The American Academy of Pediatrics' (AAP) Work Group on Breastfeeding (1997) has recommended research-based practices that support successful initiation of breastfeeding. These recommendations include breastfeeding when infants "show signs of hunger," breastfeeding "approximately 8 to 12 times every 24 hours until satiety," and that "formal evaluation of breastfeeding performance should be undertaken by trained observers and fully documented in the record during the first 24 to 48 hours after delivery and again at the early follow-up visit, which should occur 48 to 72 hours after discharge" (p. 1036). Additional recommendations are made for those infants discharged from the birth setting less than 48 hours after delivery. Despite these recommendations, hospital readmission of breastfeeding infants for problems due to inadequate feeding such as dehydration, hypernatremia, and hyperbilirubinemia, has occurred in recent years (Hall & Smith, 2000; Trotman, Lord, Barton, & Antoine, 2004; Tyler & Hellings, 2005). Cases of dehydration and excessive weight loss in breastfed neonates have been reported in professional journals (Escobar et al., 2002; Neifert, 2001; Rand & Kolberg, 2001; Roddey, Martin, & Swetenburg, 1981; Rowland, Zori, Lafleur, & Reiter, 1982; Rushton, Lambert, Avrum, & Frangakis, 1982; Scott, Raghunath Gnananayagam, & Simon, 2003) and the lay press (Helliker, 1994; Chase, 1994; Park, 1994), some with tragic sequelae including stroke, convulsions, brain damage, dehydration-induced blood clots, and limb amputation (Cooper, Atherton, Kahana, & Kotagal,1989). An eight-day-old infant was admitted to the primary author's practice site in 1992 with hypernatremic dehydration, thrombocytopenia, seizures, sagittal sinus thrombosis with intraventricular hemorrhage, a weight loss of 25%, and a history of no bowel output for the 5 days prior to hospital admission (Shrago, 1996).

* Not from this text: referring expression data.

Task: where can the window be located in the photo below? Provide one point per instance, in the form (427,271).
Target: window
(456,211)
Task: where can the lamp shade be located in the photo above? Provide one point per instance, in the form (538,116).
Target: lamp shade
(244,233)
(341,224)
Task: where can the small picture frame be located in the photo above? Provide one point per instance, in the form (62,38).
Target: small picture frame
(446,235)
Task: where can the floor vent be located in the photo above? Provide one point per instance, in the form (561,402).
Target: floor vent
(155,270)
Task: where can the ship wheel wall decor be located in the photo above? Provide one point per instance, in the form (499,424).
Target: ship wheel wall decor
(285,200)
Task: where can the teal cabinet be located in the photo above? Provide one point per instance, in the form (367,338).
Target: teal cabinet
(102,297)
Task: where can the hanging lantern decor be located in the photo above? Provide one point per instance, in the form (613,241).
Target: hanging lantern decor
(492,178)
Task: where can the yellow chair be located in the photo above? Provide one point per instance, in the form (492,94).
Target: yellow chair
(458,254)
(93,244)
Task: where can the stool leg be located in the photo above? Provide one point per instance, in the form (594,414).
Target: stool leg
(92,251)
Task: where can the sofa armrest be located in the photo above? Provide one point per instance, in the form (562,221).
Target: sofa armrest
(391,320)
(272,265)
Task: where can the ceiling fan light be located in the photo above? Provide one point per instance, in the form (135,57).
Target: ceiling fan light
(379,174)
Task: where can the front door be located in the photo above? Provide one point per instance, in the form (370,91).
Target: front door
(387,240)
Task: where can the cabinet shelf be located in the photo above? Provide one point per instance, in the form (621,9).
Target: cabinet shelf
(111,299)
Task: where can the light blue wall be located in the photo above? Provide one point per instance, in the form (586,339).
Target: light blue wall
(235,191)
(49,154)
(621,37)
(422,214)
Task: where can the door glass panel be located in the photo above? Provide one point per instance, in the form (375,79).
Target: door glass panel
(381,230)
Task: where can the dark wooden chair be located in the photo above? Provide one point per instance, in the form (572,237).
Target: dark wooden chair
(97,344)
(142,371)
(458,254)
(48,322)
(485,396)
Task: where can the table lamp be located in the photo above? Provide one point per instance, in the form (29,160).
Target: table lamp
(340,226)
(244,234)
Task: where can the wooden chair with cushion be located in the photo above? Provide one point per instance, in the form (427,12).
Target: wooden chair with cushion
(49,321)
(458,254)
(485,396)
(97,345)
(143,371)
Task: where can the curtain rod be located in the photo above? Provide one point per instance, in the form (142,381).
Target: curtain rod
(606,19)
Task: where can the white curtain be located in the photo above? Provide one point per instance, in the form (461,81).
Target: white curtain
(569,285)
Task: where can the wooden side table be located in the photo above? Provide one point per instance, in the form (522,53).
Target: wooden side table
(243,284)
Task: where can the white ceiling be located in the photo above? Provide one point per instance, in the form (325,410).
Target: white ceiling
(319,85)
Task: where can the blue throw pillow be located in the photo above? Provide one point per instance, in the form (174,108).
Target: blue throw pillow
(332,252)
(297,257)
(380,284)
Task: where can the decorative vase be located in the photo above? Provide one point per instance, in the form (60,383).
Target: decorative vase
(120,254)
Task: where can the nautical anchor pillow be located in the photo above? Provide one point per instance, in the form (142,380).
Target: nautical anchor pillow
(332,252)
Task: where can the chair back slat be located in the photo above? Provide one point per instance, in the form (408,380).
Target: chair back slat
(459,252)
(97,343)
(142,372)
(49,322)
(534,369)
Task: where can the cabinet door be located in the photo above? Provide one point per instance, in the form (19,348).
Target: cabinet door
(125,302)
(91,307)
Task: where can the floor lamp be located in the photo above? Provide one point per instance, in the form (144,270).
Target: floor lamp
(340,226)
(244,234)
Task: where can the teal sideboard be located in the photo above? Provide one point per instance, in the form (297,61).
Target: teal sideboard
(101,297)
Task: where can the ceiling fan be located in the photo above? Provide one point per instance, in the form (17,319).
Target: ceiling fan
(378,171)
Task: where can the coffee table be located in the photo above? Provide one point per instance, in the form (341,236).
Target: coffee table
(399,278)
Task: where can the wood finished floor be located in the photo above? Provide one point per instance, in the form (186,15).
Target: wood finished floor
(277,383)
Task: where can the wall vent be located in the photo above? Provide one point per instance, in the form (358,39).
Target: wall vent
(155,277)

Common factors in most of the reported cases of excessive weight loss attributed to inadequate breastfeeding, when other medical factors such as sepsis had been ruled out, were term healthy infants at birth and parental lack of awareness that there was a breastfeeding problem until the development of alarming symptoms and examination by a physician. There is potential for serious sequelae if inadequate nutritional intake exists in a neonate and the deficit is not identified and treated promptly. Because parents are unable to measure the precise amount of breast milk received by their infant, an objective and easy to use criterion is needed to help parents determine the adequacy of their infant's intake of breast milk.